A Supreme Court bench on Monday agreed to hear on March 5 a plea of National Conference leader Omar Abdullah’s sister, Sarah Abdullah Pilot, challenging his detention under the Public Safety Act, reported Live Law. “Yes, it is a matter of personal liberty,” said Justice Arun Mishra as he acknowledged the need for an urgent hearing.
The court was even ready to take up the matter on Tuesday, but Attorney General KK Venugopal, representing the central government, said he was unavailable as he was appearing before another bench.
The habeas corpus plea filed by Pilot demands the physical presence of Abdullah and the quashing of his detention order. Pilot has said in her petition that the dossier “contains patently false and ridiculous material, essentially accusing the detenue of becoming a popular figure among general masses and possessing considerable influence over people”.
During the hearing, Venugopal argued that Pilot directly moved the Supreme Court and never gave a reason as to why she did not approach the Jammu and Kashmir High Court. “There are judgements of the Supreme Court that High Courts should be approached first in cases of detention,” he pointed out, according to The Hindu.

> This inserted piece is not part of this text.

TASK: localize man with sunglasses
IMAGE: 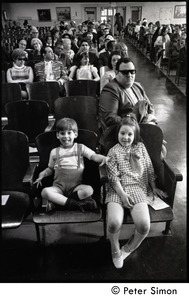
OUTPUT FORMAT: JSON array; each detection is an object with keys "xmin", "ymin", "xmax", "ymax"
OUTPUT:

Solicitor General Tushar Mehta, representing the Jammu and Kashmir administration, said Abdullah continued to be a threat to public order. He claimed that the mere presence of the former chief minister would pose an “eminent threat of deterioration of maintaining the public order”.
The affidavit was submitted by the district magistrate. “It is submitted that considering the very peculiar geo-political position of Jammu and Kashmir and Ladakh, and its geographical proximity with the Islamic Republic of Pakistan, the concept of public order needs to be examined contextually,” said the official, according to News18.
Advocate Kapil Sibal, representing Pilot, said his client would file her rejoinder before the next hearing.
Abdullah, along with former Chief Minister Mehbooba Mufti and a few other Kashmiri politicians, has been charged under the Act since February 6. Under the PSA, a person may be detained without trial for three to six years. These leaders have been in detention for six months now since the Centre hollowed out Article 370 of the Constitution on August 5 to abrogate the region’s special status, and bifurcated it into the Union Territories of Jammu and Kashmir, and Ladakh.
The government dossier used to charge Abdullah reportedly stated that he had “considerable influence” and had the ability to draw voters to polling booths. It also stated that he had allegedly tried to provoke people through Twitter against the revocation of the erstwhile state’s special status on August 4, a day before the Centre formally announced it in Parliament. However, no tweets were cited to support the accusations.
Former Chief Minister and National Conference chief Farooq Abdullah was charged under the PSA on September 17. It was extended by three months in December.
Several Opposition leaders have questioned the government’s move to charge the politicians under the stringent law.